Hepatic mitochondrial NAD+ transporter SLC25A47 activates AMPKa mediating lipid metabolism and tumorigenesis

Background & Aims: SLC25A47 was initially identified as a mitochondrial HCC-downregulated carrier protein, but its physiological functions and transport substrates are unknown. We aimed to investigate the physiological role of SLC25A47 in hepatic metabolism. Approach & Results: In the treatment of hepatocytes with metformin, we found that metformin can transcriptionally activate the expression of Slc25a47, which is required for AMP-activated protein kinase a (AMPK alpha) phosphorylation. Slc25a47-deficient mice had increased hepatic lipid content, triglycerides, and cholesterol levels, and we found that Slc25a47 deficiency suppressed AMPKa phosphorylation and led to an increased accumulation of nuclear SREBPs, with elevated fatty acid and cholesterol biosynthetic activities. Conversely, when Slc25a47 was overexpressed in mouse liver, AMPK alpha was activated and resulted in the inhibition of lipogenesis. Moreover, using a diethylnitrosamine-induced mouse HCC model, we found that the deletion of Slc25a47 promoted HCC tumorigenesis and development through the activated mammalian target of rapamycin cascade.
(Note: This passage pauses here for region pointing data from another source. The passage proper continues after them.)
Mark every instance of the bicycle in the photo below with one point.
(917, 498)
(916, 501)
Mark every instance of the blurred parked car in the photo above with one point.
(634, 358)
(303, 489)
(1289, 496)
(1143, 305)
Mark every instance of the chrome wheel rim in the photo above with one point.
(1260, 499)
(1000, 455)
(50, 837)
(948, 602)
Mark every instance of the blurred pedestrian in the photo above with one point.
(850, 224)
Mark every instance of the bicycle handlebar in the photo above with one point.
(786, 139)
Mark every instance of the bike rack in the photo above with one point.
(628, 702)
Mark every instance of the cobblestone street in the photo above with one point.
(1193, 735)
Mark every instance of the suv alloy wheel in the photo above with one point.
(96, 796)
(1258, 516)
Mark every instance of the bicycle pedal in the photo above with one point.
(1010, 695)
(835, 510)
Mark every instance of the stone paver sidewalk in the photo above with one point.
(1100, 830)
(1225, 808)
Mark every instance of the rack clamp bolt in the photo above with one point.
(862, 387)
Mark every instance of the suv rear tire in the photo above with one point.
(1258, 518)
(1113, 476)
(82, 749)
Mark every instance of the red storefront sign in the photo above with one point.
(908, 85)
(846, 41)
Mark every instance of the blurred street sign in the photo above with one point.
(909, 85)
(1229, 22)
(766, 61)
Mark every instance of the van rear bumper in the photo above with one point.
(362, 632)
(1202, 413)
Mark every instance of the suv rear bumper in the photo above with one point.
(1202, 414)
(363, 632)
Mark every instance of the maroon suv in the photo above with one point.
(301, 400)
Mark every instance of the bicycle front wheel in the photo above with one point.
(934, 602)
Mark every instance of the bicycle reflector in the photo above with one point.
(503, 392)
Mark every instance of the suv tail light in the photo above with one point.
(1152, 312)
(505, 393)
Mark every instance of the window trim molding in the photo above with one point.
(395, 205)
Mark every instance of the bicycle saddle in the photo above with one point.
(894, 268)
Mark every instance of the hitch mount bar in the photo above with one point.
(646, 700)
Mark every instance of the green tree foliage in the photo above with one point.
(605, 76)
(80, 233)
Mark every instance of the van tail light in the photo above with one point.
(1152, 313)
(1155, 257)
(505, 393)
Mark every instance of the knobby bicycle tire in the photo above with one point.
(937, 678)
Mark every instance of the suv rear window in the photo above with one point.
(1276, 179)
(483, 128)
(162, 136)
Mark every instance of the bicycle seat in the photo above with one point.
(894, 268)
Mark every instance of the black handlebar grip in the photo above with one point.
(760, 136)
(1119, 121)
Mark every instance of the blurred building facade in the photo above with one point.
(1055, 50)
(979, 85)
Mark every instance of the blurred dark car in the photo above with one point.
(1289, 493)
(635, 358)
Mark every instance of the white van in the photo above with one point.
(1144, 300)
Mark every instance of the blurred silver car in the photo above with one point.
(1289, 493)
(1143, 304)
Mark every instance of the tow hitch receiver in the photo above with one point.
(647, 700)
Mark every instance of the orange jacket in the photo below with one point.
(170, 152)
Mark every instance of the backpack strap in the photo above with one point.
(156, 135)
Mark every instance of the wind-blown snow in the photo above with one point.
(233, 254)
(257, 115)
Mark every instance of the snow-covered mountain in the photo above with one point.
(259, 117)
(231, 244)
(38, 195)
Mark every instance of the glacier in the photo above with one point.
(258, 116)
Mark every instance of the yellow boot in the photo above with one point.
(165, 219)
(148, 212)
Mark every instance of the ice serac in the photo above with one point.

Employing homology modeling of SLC25A47 and virtual screening of the human metabolome database, we demonstrated that NAD+ was an endogenous substrate for SLC25A47, and the activity of NAD+-dependent sirtuin 3 declined in Slc25a47-deficient mice, followed by inactivation of AMPKa. Conclusions: Our findings reveal that SLC25A47, a hepatocyte-specific mitochondrial NAD+ transporter, is one of the pharmacological targets of metformin and regulates lipid homeostasis through AMPKa, and may serve as a potential drug target for treating NAFLD and HCC.